Лонси подавился вздохом.
— Штань и шкажи, как у тебя напишано, — раздраженно отозвалась горянка. — Перед дверью штань и шкажи.
Лонси закусил губу. Он смотрел то на камень, то на копию манускрипта: схемы не было, одни только возвышенные фразы, и вывести из них точное руководство он не смог бы даже при большом желании. Что делать?..
И пришла спасительная мысль, унизительная, но ясная и почти веселая: а они здесь не для того, чтобы сделать как следует. Они, поддельный маг с поддельной принцессой, для того, чтобы ритуал прошел вкривь и вкось, неловко и наспех, чтобы в древние схемы, как песчинка в шестерни часов, попала ошибка. Чтобы дверь не открылась.
А раз так — пусть будет по слову Неле.
Лонси, согнав с лица кривую улыбку, встал перед отмеченным камнем. Подумал и отошел на пять шагов. Открыл рот…
…моргнул.
Горянка прошла мимо него. Скрючилась в три погибели, заглядывая внутрь усыпальницы. Маг еще дочитывал положенные слова, не чувствуя языка, заикаясь, обливаясь потом, а Неле уже деловито обнюхивала раскрывшийся вход.
Ничего не случится.
— …во имя магий земли и неба, плоти и духа, малого и большого, — бормотал Лонси, — прииди, восстань, совершись. Окончен спокойный сон, начался день деяний. Именем могущественнейшего света, некогда противопоставившего тебя эманациям зла как щит, как меч, как средоточие добродетели, именем его требую и умоляю. Я, маг Лонсирем Кеви из Ройста — именем Каэтана…
— Шлюньтяй ты, Лонши, — пренебрежительно донеслось из усыпальницы. — Я же шкажала — читай текшт. И вшо.
«Это нечестно! — завопил внутри у Лонси перепуганный мальчик, обманутый и осмеянный уличной шпаной, — так не договаривались!»
«Успокойся! — ответил он себе, пытаясь дышать реже. — Это всего лишь дверь.
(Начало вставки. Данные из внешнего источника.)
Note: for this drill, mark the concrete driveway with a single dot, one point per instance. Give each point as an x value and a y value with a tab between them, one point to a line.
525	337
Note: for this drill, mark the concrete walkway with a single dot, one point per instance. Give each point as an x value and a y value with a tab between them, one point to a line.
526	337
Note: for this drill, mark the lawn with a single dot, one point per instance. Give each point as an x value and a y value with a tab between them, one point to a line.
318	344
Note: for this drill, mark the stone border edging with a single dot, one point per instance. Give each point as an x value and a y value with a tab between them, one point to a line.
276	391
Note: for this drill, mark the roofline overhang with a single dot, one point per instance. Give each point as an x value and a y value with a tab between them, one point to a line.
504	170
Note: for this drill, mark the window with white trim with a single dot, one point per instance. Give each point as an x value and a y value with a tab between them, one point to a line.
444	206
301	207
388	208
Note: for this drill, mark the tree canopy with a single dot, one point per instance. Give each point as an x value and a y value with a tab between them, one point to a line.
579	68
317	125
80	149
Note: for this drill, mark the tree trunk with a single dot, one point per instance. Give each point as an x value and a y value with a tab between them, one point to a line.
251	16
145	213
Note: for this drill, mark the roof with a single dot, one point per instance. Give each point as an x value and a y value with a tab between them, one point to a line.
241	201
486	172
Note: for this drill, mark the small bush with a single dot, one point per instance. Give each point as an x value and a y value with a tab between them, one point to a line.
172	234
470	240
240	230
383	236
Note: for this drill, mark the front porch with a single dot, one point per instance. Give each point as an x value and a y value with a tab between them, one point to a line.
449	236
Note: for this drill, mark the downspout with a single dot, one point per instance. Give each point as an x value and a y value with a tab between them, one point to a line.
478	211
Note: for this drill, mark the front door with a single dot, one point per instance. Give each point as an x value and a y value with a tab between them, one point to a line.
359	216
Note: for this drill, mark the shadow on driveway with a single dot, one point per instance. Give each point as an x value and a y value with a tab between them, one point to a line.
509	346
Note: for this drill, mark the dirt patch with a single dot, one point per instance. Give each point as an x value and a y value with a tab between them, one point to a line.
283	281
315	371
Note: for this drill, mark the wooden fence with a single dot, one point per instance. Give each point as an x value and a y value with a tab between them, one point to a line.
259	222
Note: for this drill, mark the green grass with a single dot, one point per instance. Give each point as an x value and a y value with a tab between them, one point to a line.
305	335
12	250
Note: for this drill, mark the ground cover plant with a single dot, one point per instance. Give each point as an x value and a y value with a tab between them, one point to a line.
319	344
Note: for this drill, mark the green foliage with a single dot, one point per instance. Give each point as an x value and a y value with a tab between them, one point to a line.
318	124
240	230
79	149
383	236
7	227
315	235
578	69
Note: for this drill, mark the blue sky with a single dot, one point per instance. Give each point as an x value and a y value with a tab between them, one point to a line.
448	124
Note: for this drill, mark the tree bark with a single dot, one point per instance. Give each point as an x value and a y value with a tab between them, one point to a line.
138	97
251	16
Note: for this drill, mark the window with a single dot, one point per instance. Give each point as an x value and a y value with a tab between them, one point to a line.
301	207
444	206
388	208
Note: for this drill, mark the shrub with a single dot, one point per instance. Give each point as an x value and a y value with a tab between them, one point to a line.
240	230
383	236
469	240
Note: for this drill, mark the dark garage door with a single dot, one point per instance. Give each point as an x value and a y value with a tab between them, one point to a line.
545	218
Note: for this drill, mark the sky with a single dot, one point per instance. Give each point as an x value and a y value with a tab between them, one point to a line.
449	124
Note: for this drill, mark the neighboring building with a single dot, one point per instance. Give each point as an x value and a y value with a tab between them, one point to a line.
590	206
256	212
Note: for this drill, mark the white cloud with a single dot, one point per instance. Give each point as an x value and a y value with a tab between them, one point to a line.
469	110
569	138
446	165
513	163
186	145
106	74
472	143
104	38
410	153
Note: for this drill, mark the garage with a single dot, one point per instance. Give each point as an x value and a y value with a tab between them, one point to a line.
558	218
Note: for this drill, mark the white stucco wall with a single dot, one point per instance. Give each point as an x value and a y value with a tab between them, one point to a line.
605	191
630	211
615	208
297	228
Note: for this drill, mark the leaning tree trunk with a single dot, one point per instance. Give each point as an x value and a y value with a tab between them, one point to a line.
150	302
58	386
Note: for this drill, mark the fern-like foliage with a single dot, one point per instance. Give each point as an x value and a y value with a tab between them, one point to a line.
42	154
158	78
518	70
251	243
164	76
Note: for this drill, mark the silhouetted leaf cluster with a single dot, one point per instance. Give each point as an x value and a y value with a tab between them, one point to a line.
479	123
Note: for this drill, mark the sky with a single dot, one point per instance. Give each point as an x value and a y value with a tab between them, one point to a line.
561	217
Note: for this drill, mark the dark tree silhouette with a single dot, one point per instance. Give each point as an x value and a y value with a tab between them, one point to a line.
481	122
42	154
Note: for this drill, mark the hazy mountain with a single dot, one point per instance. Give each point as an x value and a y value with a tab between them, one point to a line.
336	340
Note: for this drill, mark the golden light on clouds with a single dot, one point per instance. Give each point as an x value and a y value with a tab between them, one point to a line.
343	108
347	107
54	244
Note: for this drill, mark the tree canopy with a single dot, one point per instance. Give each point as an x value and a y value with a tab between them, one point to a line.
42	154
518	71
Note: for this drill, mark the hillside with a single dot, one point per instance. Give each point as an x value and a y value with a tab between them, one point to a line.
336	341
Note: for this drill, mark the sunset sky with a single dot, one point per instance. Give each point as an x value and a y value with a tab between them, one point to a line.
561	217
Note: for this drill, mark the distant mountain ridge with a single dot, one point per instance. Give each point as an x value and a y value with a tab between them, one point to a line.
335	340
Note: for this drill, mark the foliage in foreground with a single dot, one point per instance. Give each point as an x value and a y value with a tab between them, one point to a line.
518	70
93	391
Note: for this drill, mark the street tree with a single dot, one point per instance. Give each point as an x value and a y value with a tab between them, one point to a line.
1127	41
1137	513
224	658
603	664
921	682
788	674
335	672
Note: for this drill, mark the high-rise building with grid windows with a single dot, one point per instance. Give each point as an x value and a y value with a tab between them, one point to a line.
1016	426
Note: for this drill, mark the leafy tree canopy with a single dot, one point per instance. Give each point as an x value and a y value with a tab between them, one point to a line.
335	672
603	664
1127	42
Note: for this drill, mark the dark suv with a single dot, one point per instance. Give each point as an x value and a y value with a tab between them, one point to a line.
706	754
Печать написана на Третьей магии. Ты и сам мог бы ее открыть. Это еще ничего не значит. Ничего не случится».
Неле вылезла наружу.
— Пахнет штранно, — сказала поддельная принцесса, выпрямившись и отряхивая руки.
Лонси все никак не мог прийти в себя.
— Ну… он там много веков…
— То-то и оно. Лекарштвом каким-то пахнет. Чишто.
Маг встрепенулся и тоже осторожно заглянул в темный провал — Неле по пояс, а ему чуть ниже. Из темноты тянуло свежим холодом, но не подземной сыростью и не духом зимы, а чем-то… и впрямь медицинским.